We can start with a few simple things: turning off lights, recycling cans, bottles, paper, cardboard. We can use fewer resources by not buying more than we need, driving fewer miles, and eating food grown closer to where we live. Later this morning we will hear a few more ideas to reduce our footprint.

But even if we do all that, it will not be enough. Inevitably, we will end up in the realm of public policy because the solutions are larger and more complicated than anything any of us can do as individuals, or even as a single nation.

The rising ocean that is inundating an island in the South Pacific is related to a mining disaster in West Virginia and to the shrinking of the Arctic ice cap in Canada, and all because of our addiction to fossil fuels. The crisis is literally global in size.
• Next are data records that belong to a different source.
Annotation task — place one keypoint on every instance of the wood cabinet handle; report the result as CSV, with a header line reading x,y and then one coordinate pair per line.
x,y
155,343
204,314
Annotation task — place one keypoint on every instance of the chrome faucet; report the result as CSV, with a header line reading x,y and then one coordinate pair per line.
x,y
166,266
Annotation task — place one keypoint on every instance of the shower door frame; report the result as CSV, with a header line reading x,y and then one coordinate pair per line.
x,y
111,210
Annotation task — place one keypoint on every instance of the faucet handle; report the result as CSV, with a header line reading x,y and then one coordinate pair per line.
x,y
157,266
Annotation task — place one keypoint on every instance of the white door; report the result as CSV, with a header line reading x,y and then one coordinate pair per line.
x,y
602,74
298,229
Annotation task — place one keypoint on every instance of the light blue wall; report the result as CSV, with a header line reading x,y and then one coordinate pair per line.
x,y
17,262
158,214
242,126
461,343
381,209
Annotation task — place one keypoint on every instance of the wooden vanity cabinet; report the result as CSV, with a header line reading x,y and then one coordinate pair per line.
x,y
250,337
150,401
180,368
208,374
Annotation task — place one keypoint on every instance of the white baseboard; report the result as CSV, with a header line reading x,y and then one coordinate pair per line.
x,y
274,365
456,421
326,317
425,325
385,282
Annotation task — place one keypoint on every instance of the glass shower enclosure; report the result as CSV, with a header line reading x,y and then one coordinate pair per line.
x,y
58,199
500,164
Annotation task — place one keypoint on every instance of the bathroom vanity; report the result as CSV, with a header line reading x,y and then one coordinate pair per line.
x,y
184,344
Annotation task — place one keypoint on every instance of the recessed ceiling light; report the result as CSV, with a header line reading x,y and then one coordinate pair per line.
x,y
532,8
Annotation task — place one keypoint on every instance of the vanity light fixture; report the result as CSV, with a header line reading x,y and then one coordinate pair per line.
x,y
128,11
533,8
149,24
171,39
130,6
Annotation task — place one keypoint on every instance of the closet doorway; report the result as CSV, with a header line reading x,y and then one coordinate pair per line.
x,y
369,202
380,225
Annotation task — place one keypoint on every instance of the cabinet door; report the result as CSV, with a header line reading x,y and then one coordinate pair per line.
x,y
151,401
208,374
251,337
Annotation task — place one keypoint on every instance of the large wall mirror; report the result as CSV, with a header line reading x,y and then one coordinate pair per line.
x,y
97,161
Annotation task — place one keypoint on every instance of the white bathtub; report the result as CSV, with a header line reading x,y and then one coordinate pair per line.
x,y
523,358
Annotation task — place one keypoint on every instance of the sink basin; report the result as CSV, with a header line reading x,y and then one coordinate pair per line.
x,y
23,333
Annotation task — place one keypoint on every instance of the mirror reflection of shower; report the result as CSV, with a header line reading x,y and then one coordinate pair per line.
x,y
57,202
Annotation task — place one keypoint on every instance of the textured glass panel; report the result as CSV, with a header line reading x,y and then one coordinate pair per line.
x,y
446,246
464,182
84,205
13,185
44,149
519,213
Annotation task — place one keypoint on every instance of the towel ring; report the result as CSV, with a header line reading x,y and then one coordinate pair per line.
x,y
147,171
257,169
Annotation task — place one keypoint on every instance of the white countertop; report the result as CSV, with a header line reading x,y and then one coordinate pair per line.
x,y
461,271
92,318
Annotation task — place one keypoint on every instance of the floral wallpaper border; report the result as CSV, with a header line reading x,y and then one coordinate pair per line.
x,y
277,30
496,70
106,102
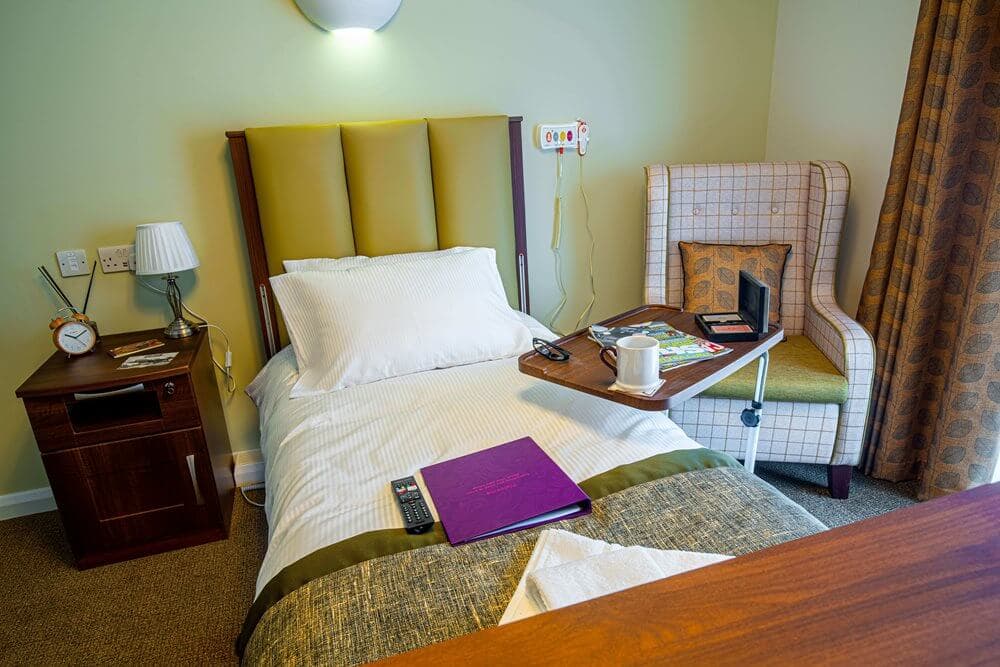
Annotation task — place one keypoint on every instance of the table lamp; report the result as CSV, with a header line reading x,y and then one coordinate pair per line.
x,y
164,249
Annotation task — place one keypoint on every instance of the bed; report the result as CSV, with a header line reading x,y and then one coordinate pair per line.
x,y
341,582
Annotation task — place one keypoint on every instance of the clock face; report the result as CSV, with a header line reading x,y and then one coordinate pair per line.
x,y
75,338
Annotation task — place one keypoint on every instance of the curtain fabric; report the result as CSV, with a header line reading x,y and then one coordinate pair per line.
x,y
931,298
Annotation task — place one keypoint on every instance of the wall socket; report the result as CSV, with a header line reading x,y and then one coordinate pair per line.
x,y
117,258
72,263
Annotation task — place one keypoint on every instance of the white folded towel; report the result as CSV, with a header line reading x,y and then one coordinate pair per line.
x,y
603,574
556,548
We look to governments not because we think they hold the solution to every problem, but precisely for the opposite reason. We have to live with governments in our age, so we don’t trust governments to get it right without us.

As faithful people, we need to find a way to set aside partisan differences, and shallow slogans, to support smart public policies that are good for the earth.

Where we differ, we need to model, as people of faith, ways to listen to our differences with respect and openness, and acknowledge none of us have all of the answers. Maybe our greatest contribution might be modeling how to do just that.

All this takes hard work, creativity and the courage. In our walk of faith, Jesus is invites us to be part of his loving, graceful, redeeming work in this world. He is inviting us to a walk of faith that brings healing and wholeness to that which is broken, not just in our souls, but everywhere on this planet.

If you love me, feed my sheep.

Alleluia! The Lord is Risen!

Paintings:
Top: "Resurrection breakfast" by Kristin Serafini (American, contemporary);
Bottom: "Jesus eats breakfast with his disciples," by James Jacques Tissot (French), 1836-1902.
Photograph: Earthrise from the moon, from the mission of Apollo 8, Christmas Eve 1968.

1 comment:

Mary Carolyn Lawson said...

What a profound and challenging series of sermons! You have inspired me to step out in faith and do something I have been very reluctant to do. . . speak out for what I believe to be true about some of us. What (or who) we are is determined by God; what we do about it is determined by each one of us. PTL!